Vegan Breakfast Hash
This is a perfect meal prep recipe as it makes so much, is full of protein and veggies, and keeps nicely for up to 4 days. I love my breakfast hashes to be full of all kinds of veggies so it’ll come as no surprise when I tell you I use onion, mushroom, cauliflower, sweet potato, red pepper, kale and avocado in this recipe. I also added 2 vegan sausages and an entire block of extra-firm tofu, so it is certainly not lacking!
I’ve shown everything step by step in the photographs so the process should be easy peasy for you guys. First, prep your veggies; then begin by sautéing the onion, mushrooms and peppers until soft. Add the garlic, some water, and the sausage.
Next step is to add the cauliflower and sweet potato. Cook with the lid on for about 10 minutes, until the sweet potatoes are cooked. Next comes the tofu, spices, and kale.
It is quite a simple recipe. Most of your time and energy will go into the prep because there are tons of veggies packed into this skillet!You can just enjoy this as a breakfast bowl or toss it into a tortilla and eat it as a breakfast wrap.
*serves 6
Ingredients:
1 tbsp coconut oil
3/4 cup onion, diced
1 1/2 cups sliced mushrooms
1 cup bell pepper, diced
2 garlic cloves, crushed
1/2 cup water
2 vegan sausages, sliced (check out my recipes for vegan sausages here)
1 small sweet potato
2 cups cauliflower florets
2 tbsp italian seasoning
1/2 tbsp turmeric
1/2 tsp dried chilies (1 tsp if you like spicier)
2 tsp garlic powder
2 tbsp nutritional yeast
1 tsp paprika
salt & pepper to taste
1 block extra-firm tofu
2 cups kale, chopped
1 avocado, diced
1/4 cup fresh parsley & chives, chopped
Heat coconut oil over medium heat and sauté onion, mushrooms and bell pepper for 7-10 minutes. Add garlic and saute for another minute.

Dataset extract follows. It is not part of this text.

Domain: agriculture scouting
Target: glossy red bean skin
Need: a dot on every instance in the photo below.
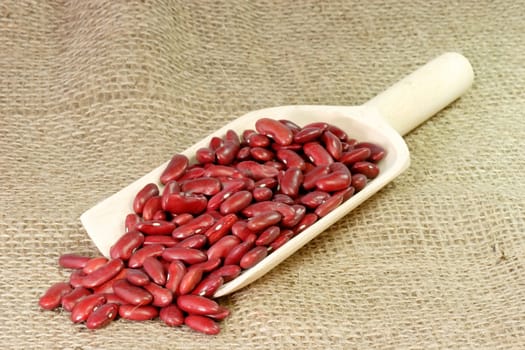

Increase heat to medium-high, add 3/4 cup water and the sliced vegan sausages. Cook for 2 minutes.
Add sweet potato and cauliflower and cover. Cook for 10 minutes with lid on, reducing heat to simmer after 2 minutes.
Season with the italian seasoning, turmeric, chilies, garlic powder ,nutritional yeast, paprika, salt and pepper. Stir until the veggies are coated in the spices.
Crumble the tofu into the pan and stir until combined. Add kale, stir, cook for up to 5 minutes and remove from heat.
Serve topped with diced avocado and chopped fresh parsley and chives, or in a tortilla as a breakfast wrap. Enjoy!